Engineer = Rock Star

It’s good to be a developer in this job market.  Really good.  And not just in Silicon Valley, although SV really is the center of the universe for mobile and web technology.

At TrueCar, we’ve been really aggressive with hiring for both our LA and SF offices, including offering relocation packages from anywhere in the U.S., even for junior engineers.  We’re selling our story hard.  Here’s what we’ve been up against over the past year:

  • Google recently gave every employee across-the-board 10% raises – up from already strong compensation.
  • Large Silicon Valley companies like Google and Facebook are actually acquiring small startups, in some cases only a few months old, to gain access to the development team.
  • Poaching talent from competitors has become a fine art, escalating signing bonuses to extreme amounts for top talent.  As incredulous as a $500K retention bonus sounds, the economics of that decision for a company like Google makes perfect sense based on the shareholder value that lead engineer will create.  Oh, and 15% of Facebook’s employees have previously worked for Google.
  • In Boulder, a consortium of companies are pooling money to fly in engineers from around the country to attend Boulder Startup Week beginning in a few weeks on May 18.
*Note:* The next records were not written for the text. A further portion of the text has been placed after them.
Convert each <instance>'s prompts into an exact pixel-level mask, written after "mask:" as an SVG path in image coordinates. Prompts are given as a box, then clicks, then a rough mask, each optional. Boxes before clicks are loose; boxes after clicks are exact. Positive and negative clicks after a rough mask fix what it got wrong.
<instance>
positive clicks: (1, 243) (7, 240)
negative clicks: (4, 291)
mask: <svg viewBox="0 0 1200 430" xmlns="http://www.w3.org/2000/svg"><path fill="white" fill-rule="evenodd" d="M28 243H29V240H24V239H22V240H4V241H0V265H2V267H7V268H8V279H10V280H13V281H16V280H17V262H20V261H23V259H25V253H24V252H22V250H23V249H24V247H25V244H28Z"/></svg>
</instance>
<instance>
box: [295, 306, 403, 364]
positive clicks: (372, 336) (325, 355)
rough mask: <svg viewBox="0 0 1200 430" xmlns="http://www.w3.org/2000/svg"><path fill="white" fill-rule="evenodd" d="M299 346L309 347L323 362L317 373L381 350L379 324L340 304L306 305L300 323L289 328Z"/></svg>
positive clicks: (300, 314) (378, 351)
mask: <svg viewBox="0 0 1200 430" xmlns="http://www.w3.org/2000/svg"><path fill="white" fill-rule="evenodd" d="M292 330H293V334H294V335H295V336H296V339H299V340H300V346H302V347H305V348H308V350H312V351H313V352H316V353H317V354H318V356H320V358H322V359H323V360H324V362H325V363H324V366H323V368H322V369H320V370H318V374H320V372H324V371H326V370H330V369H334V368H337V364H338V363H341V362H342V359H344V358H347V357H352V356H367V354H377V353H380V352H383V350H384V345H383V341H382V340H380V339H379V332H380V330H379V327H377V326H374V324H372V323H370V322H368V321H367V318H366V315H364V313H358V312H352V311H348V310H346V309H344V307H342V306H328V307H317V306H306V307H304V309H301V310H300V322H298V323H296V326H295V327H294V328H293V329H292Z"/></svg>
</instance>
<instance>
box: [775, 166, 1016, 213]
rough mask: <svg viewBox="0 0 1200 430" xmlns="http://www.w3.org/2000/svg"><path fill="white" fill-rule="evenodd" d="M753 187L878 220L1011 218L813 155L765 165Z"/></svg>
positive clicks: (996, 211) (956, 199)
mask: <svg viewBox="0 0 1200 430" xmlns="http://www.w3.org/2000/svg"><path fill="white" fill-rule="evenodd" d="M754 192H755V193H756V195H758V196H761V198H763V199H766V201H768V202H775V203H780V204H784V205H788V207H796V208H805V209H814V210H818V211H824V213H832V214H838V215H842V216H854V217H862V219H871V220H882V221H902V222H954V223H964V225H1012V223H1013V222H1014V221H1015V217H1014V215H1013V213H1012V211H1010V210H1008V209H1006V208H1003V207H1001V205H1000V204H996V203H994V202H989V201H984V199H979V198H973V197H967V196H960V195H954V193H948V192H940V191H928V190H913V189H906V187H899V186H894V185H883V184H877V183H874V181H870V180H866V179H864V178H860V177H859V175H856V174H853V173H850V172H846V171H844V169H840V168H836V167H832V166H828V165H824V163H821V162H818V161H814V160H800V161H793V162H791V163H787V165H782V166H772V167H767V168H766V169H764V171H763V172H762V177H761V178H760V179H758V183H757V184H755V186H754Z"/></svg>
Compounding the challenge is the fact that its probably the best time in tech history to be an entrepreneur and start your own company.  There’s efficient access to capital and mentoring through firms like AngelList, YCombinator and TechStars and valuations are soaring, encouraging top technical talent to do their own thing, which is exactly what is happening, effectively removing top engineering talent from the labor pool.  How crazy is it that top engineers leave Google, start their own company, get acquired within a year and end up back at Google as an employee?

It’s a downright war for talent right now.